Kafka timeout properly taken care of ?
Closed this issue · 1 comments
Following log entry can be seen several times in the output of singularity-stack logs burst alertprocessor -f
:
(alertprocessor:12 stdout) Running on epyc.astro.washington.edu:9092 group ampel-v0.3.3
(alertprocessor:15 stderr) %3|1531913500.128|FAIL|rdkafka#consumer-1| [thrd:128.95.79.19:9094/3]: 128.95.79.19:9094/3: 1 request(s) timed out: disconnect (average rtt 282.560ms)

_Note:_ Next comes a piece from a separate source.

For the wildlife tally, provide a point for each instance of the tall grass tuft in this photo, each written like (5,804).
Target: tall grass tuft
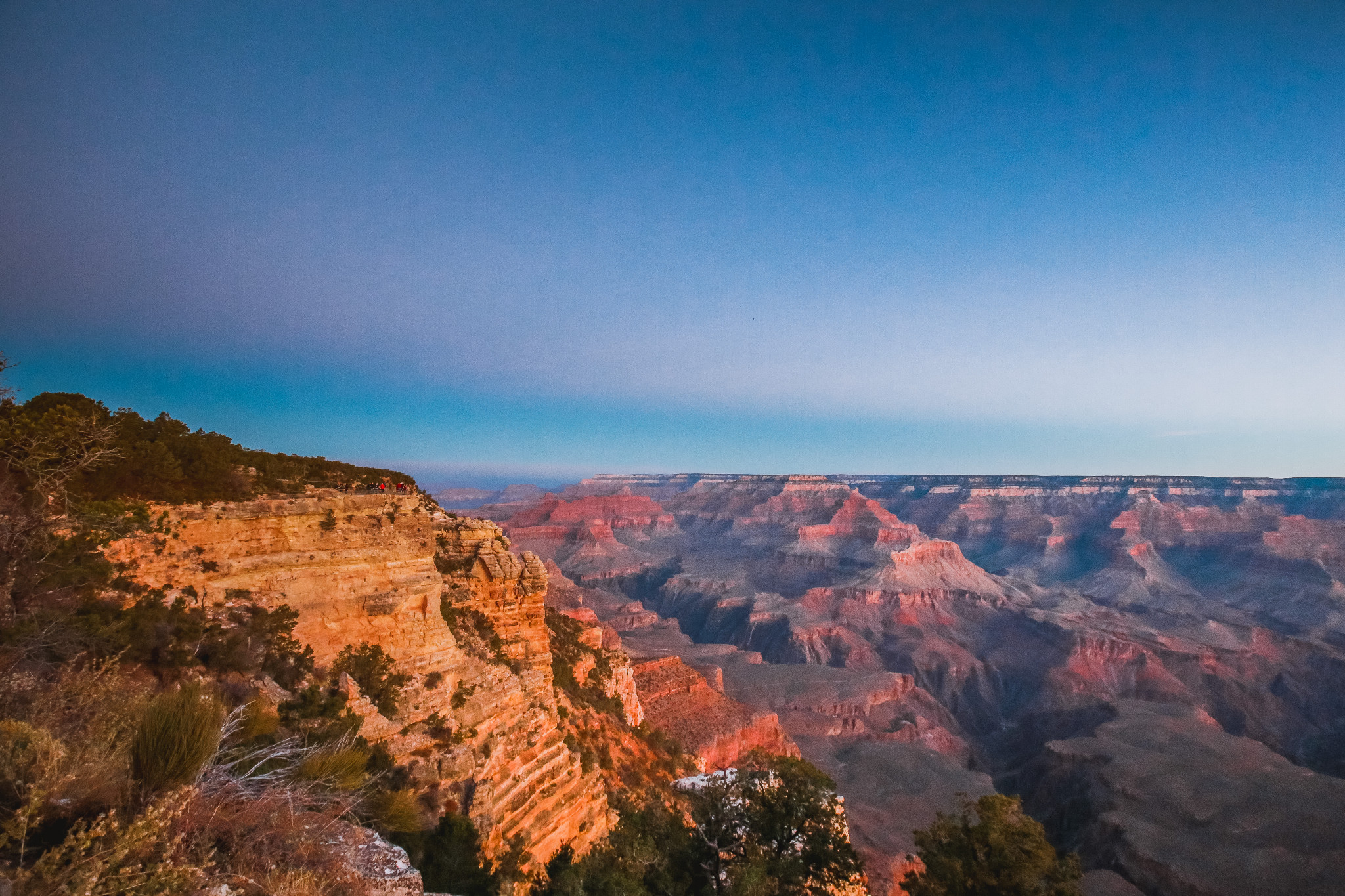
(178,735)
(341,767)
(395,811)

(alertprocessor:14 stdout) Running on epyc.astro.washington.edu:9092 group ampel-v0.3.3
For confirmation: AMPEL handles those timeouts properly right ? ^^
Yes. The ZIAlertFetcher blocks while waiting for messages. When it receives a message, it is passed out to the caller, and the message is marked as consumed (in Kafka jargon, "its offset committed") when the next message is requested:
Ampel-core/src/ampel/pipeline/t0/ZIAlertFetcher.py
Lines 61 to 86 in e9bcdd1
When a new ZIAlertFetcher starts, it will receive only messages newer than those previously consumed. This means that no alerts can be missed, and alerts will only be delivered twice if the AlertProcessor encounters an error after having consumed the alert, but before it can request the next alert. This should not happen in normal operation.